Ao contrário da gravação de Brown, mais “sambão”, Davi (que participou dela, assim como Pedro) revisitou a parceria com arranjo menos acústico, mais elétrico e levemente mais acelerado, sem perder de vista a levada “Marcos Vale”, com o mesmo Pedro Baby nos violões.
Moraes, por sua vez, forneceu ‘Só quem ama leva o tombo’ e ‘Frevo capoeira’, canções inéditas e de safra recente. “Eu componho todo dia”, revela. “Eu devo ter aqui uns oito discos de músicas inéditas".
A primeira traz versos dignos do panteão do cancioneiro do ex-Novos Baianos (“Só quem ama leva tombo/Quando quiser ombro, diga”). “Eu gostei de (ter gravado) ‘Frevo capoeira’ porque ela fala do DNA do frevo, que é a capoeira, o dobrado e o maxixe”, ensina.

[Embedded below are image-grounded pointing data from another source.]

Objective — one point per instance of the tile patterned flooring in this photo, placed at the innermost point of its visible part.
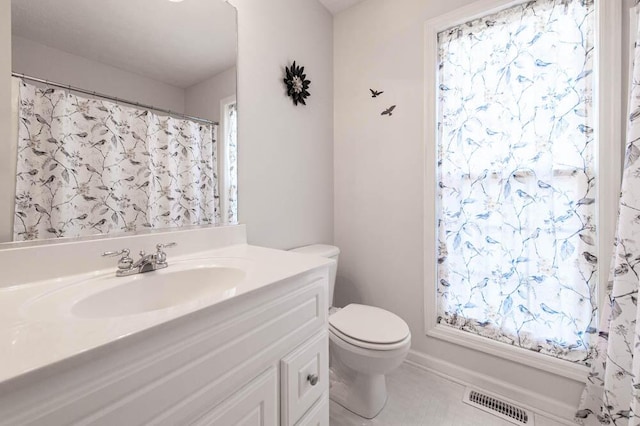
(420, 398)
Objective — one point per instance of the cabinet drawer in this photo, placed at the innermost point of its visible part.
(253, 405)
(304, 378)
(318, 415)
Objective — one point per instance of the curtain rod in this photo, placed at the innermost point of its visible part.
(112, 98)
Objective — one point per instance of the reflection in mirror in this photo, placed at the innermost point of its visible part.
(124, 116)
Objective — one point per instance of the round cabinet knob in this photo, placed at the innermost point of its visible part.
(313, 379)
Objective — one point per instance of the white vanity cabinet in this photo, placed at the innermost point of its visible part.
(260, 358)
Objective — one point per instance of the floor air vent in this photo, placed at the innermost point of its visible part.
(498, 407)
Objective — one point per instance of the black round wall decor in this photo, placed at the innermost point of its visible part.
(297, 84)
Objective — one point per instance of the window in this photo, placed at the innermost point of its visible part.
(517, 209)
(229, 160)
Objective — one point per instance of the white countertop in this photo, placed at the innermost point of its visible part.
(33, 335)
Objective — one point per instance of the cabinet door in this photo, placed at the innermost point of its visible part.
(318, 415)
(256, 404)
(304, 378)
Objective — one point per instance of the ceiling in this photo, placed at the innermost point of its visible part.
(180, 44)
(336, 6)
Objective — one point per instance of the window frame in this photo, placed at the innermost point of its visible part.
(607, 99)
(223, 158)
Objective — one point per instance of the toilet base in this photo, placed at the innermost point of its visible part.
(362, 394)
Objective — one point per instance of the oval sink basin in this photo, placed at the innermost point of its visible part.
(156, 290)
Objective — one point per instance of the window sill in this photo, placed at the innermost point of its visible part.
(512, 353)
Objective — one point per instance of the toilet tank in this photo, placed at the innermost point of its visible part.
(324, 250)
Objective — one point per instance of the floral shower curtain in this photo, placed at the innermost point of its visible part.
(516, 178)
(612, 395)
(90, 166)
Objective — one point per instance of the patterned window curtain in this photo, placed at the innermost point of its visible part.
(612, 395)
(232, 160)
(88, 166)
(516, 215)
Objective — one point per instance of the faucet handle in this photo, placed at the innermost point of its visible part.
(159, 247)
(161, 256)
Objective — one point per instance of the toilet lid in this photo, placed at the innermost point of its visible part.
(369, 324)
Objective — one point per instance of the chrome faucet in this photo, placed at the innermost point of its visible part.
(146, 263)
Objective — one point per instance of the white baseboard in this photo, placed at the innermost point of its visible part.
(538, 403)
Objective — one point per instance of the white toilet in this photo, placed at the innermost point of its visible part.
(365, 343)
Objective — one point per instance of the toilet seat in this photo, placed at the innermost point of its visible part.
(369, 327)
(367, 345)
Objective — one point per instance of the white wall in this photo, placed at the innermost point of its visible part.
(378, 177)
(285, 152)
(37, 60)
(203, 99)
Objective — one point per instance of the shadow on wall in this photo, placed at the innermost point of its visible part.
(346, 292)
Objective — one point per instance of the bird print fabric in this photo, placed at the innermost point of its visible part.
(517, 257)
(89, 166)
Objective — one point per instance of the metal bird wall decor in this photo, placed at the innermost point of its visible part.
(297, 83)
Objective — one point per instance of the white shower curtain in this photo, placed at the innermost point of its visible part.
(612, 395)
(89, 166)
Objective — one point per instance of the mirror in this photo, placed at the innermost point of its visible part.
(125, 117)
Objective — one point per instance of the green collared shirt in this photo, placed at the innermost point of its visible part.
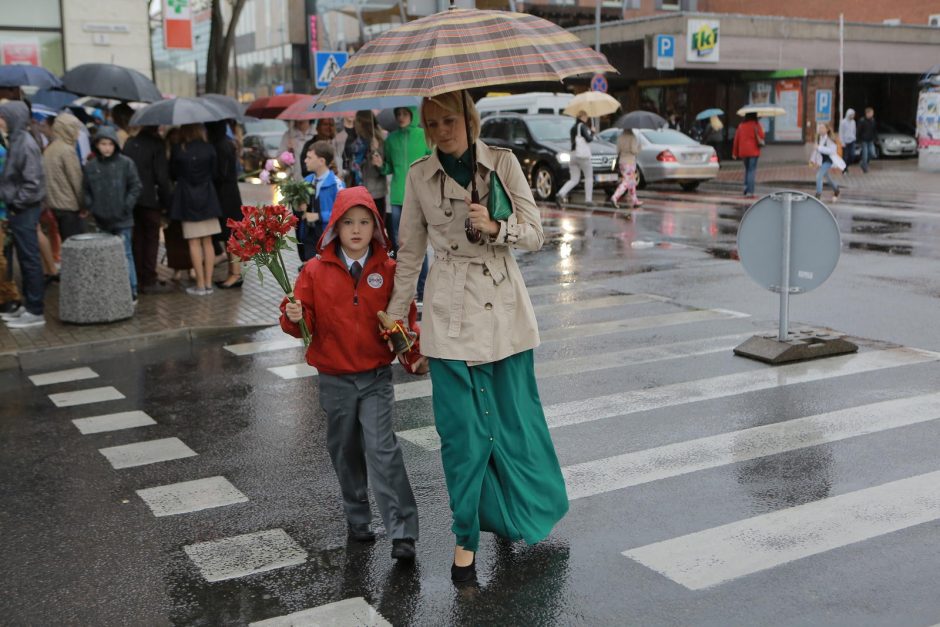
(457, 168)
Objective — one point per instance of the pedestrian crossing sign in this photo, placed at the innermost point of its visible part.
(327, 66)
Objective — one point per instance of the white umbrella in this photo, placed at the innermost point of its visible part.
(594, 103)
(762, 111)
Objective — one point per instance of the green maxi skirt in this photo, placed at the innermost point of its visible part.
(499, 461)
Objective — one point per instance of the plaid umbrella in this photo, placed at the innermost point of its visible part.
(459, 49)
(270, 107)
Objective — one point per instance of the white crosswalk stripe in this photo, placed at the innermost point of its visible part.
(113, 422)
(623, 471)
(84, 397)
(191, 496)
(635, 401)
(346, 612)
(244, 555)
(714, 556)
(63, 376)
(600, 361)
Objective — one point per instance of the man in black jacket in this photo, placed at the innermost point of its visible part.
(148, 153)
(111, 189)
(22, 189)
(867, 136)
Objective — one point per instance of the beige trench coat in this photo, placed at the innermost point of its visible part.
(476, 307)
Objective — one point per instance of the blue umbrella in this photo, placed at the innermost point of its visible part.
(20, 75)
(55, 99)
(707, 113)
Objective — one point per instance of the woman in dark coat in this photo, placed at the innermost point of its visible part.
(230, 198)
(195, 202)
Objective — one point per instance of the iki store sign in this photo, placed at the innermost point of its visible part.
(702, 43)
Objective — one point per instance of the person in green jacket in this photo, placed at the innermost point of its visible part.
(403, 147)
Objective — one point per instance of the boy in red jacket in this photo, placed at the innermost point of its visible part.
(339, 294)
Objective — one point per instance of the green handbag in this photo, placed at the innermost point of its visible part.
(498, 204)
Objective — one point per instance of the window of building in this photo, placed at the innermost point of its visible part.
(32, 14)
(33, 48)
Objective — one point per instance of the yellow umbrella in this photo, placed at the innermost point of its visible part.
(594, 103)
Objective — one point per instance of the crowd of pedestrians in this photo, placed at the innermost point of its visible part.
(60, 177)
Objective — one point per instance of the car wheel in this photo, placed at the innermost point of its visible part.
(544, 182)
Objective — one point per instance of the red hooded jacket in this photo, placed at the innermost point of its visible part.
(341, 315)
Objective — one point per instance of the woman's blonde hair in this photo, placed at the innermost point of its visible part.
(453, 103)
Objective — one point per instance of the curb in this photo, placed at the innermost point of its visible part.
(53, 356)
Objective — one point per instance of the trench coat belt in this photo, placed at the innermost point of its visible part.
(461, 267)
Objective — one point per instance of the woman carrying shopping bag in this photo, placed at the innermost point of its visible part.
(581, 137)
(825, 157)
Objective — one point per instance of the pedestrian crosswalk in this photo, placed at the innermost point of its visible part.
(714, 556)
(636, 334)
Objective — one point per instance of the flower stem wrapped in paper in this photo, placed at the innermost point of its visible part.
(260, 236)
(404, 342)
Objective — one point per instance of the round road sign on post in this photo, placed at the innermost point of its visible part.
(814, 242)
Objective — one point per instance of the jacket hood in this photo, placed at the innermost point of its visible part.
(106, 132)
(66, 128)
(16, 115)
(346, 199)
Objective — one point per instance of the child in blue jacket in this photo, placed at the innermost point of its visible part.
(317, 213)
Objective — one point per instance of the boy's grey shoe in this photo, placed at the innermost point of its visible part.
(361, 532)
(13, 315)
(26, 321)
(403, 549)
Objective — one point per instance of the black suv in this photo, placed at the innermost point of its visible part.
(542, 143)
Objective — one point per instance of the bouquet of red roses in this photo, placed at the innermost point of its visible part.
(260, 236)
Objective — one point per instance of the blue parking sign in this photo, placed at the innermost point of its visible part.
(665, 46)
(823, 105)
(665, 52)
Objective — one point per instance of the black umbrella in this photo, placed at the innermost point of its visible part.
(21, 75)
(225, 103)
(177, 112)
(111, 81)
(641, 119)
(55, 99)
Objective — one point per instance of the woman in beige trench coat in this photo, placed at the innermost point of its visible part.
(479, 332)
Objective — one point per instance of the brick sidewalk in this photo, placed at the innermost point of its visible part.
(899, 175)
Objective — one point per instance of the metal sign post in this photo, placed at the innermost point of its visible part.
(785, 268)
(789, 243)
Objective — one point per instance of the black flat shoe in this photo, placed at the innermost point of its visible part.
(403, 549)
(360, 533)
(222, 285)
(463, 574)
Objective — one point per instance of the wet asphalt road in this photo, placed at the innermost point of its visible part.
(81, 547)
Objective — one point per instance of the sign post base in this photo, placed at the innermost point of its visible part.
(803, 346)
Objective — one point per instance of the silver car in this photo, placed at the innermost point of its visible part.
(668, 155)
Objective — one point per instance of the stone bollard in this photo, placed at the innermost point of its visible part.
(94, 285)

O disco termina com a faixa que dá nome ao álbum, um funk com sotaque de repente feito, segundo pai e filho, no improviso e gravado no primeiro take. “Eu fiz o texto de noite, em casa, e no outro dia levei para o estúdio. Pedi para o Davi fazer um riff na guitarra e os meninos da bateria, uma levada e mandei o texto. E assim ficou! Tanto que eu não sei cantar essa música. Tenho que aprendê-la”, revela Moraes.